Dell Lab Server User and Admin Guide

Dell T640 (hostname: heisenberg) is an in-lab 40 core/80 thread machine. Dell T440 (hostname: hartree and fermi) machines are also available within the local network.

Access
The server machine can be accessed from the lab via SSH.
ssh username@heisenberg.local

or
ssh username@hartree.local
ssh username@fermi.local

Using Slurm
sbatch to submit a job
squeue to check the job status
scancel to delete the job

Sample job script
job.sl
#!/bin/bash
#SBATCH -N 1
#SBATCH -n 30
#SBATCH -p regular
#SBATCH -t 00:30:00
module load mpi/openmpi-x86_64
mpirun -np 30 ./nrlmol_exe

Note: -mca btl ^openib option is to hide an infini-band related warning.
Reference

Environmental Module
MPI is available via environmental module.
module load mpi/openmpi-x86_64

For System Admim
Upon reboot, you should start/restart slurmd, slurmctld, and slurmdbd.
systemctl restart slurmd.service
systemctl restart slurmctld.service
systemctl restart slurmdbd.service

Mostly used job management commands
To stop a running job and putting back in to queue:
scontrol requeue jobid
or
scontrol suspend jobid
scontrol requeue jobid
scontrol release jobid

To stop a running job and resuming the job immediately:
scontrol suspend jobid
scontrol resume jobid

To preventing a queued job from start running:
scontrol hold jobid
scontrol release jobid

To see the node states, do:
sinfo

To see why the node went the DOWN state
scontrol show node heisenberg

The node may become drain state due to user mishaps.
To undrain the node, do the following.
scontrol update NodeName=heisenberg State=DOWN Reason="undraining"
scontrol update NodeName=heisenberg State=RESUME

1/19/2019
Disk quota is set to protect the system from disk overflowing. Admins, follows these steps right after creating a new user.
Kernel option for xfs: https://help.directadmin.com/item.php?id=557
XFS quota guide: https://access.redhat.com/documentation/en-us/red_hat_enterprise_linux/6...

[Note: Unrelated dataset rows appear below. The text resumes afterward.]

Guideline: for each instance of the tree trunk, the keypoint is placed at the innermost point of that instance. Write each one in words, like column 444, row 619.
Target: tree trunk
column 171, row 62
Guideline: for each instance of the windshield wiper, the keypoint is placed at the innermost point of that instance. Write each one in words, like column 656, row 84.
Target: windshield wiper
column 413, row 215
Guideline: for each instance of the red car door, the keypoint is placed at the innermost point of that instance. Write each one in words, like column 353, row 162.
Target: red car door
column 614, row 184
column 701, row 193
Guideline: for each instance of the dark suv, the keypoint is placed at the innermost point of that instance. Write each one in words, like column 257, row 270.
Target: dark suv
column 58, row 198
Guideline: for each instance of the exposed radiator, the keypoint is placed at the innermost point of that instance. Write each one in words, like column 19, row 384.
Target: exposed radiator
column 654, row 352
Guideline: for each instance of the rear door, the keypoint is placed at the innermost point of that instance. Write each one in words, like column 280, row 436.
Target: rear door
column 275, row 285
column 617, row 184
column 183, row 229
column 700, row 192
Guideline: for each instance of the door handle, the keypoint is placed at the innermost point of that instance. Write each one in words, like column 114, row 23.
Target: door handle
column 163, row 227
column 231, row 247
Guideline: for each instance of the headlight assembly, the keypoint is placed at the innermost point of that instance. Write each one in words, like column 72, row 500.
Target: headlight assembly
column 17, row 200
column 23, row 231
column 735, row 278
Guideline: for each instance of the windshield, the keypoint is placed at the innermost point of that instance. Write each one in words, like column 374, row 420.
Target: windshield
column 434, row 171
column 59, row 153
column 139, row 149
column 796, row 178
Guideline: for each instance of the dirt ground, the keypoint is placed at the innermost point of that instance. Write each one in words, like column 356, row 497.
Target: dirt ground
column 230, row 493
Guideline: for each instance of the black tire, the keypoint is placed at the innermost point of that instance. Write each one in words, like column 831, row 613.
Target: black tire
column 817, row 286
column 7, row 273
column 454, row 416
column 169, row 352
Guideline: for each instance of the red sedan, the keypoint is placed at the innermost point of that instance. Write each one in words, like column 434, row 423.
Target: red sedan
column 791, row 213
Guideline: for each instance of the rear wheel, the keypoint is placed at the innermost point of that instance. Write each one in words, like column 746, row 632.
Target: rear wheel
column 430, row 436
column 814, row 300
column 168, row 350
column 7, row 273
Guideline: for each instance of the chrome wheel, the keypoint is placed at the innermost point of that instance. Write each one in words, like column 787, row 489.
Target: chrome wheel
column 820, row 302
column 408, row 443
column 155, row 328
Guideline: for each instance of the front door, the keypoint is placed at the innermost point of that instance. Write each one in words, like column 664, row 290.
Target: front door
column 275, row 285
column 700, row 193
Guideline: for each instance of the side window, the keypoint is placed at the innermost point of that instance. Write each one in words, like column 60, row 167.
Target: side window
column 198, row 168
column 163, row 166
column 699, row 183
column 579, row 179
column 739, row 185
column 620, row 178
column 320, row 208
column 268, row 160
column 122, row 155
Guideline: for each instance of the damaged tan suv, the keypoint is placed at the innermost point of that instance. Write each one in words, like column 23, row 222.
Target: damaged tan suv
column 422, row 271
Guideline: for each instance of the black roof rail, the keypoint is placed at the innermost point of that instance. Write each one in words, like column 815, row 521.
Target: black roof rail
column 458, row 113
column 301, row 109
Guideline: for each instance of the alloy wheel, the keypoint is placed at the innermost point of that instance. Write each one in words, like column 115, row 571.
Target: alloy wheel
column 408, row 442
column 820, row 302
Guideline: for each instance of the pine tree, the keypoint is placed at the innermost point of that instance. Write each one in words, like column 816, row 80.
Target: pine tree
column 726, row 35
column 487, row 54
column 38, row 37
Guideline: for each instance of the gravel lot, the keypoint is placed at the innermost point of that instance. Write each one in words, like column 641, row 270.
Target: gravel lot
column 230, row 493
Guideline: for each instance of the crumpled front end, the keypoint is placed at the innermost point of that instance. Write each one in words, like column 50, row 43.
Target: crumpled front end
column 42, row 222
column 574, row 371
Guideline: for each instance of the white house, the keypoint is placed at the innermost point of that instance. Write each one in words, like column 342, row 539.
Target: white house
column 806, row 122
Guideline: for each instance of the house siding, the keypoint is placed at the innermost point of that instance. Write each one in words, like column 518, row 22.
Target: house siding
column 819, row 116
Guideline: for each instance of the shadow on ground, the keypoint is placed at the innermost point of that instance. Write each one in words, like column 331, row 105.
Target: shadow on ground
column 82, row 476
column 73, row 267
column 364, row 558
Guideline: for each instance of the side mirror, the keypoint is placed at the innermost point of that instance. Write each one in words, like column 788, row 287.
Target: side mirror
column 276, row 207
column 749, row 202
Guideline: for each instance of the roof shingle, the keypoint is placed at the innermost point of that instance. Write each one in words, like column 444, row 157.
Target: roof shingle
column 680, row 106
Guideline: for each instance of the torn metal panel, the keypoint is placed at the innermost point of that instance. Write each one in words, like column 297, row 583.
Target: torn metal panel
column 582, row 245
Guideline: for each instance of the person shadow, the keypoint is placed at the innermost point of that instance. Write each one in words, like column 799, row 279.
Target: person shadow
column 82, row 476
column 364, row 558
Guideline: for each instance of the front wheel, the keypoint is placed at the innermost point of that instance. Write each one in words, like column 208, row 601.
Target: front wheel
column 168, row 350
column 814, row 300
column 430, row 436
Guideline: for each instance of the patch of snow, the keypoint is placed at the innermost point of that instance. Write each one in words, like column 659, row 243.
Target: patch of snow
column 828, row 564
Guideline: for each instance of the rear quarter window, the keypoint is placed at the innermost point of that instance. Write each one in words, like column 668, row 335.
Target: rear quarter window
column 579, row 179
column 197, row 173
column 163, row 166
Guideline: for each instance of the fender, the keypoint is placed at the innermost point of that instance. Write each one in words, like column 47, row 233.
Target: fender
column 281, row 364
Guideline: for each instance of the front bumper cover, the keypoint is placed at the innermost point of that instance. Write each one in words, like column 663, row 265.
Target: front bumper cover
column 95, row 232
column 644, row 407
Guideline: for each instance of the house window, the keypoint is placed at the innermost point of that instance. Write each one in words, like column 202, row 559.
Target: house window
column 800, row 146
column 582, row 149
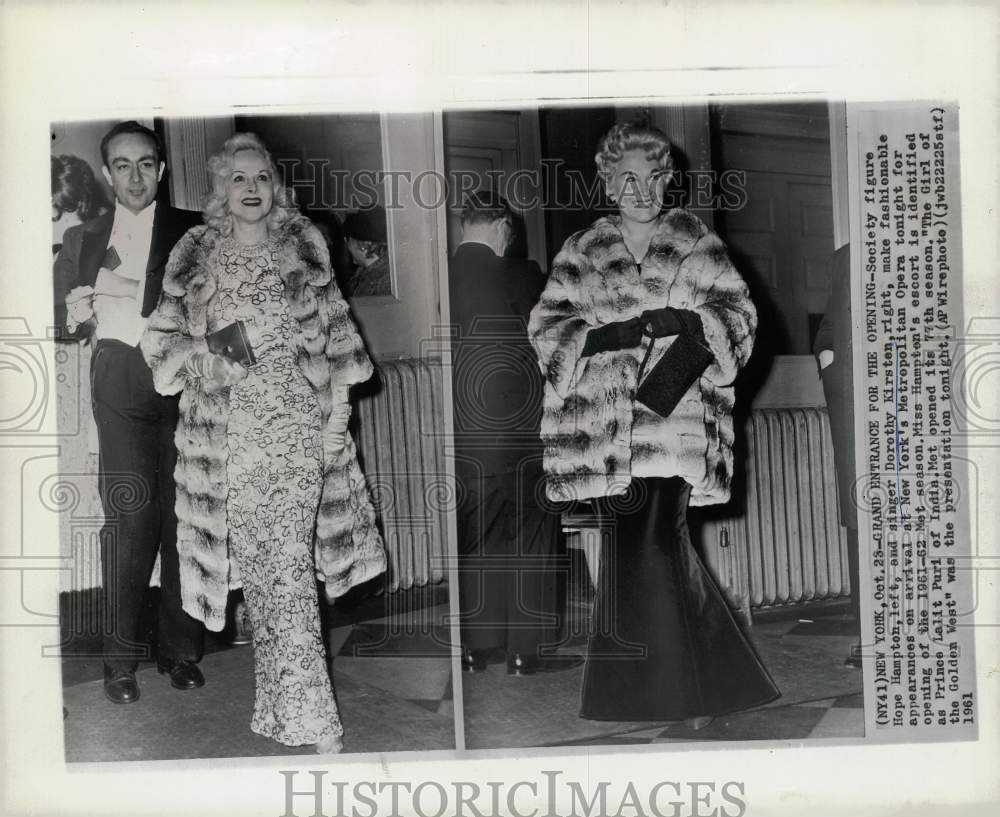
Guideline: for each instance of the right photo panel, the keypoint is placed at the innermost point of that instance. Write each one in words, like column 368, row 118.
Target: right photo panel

To check the status of disk quota,
xfs_quota -x -c 'report -h' /

To set a disk quota to a user,
xfs_quota -x -c 'limit bsoft=100G bhard=100G username' /

Check file limit (which should be set to zero) as well as space limit, do the following,
repquota / -s

10/24/2022
Disk quota on ext4 file systems
https://access.redhat.com/documentation/en-us/red_hat_enterprise_linux/8...

set user quota with edquota username

and check quota with repquota -augP or repquota -au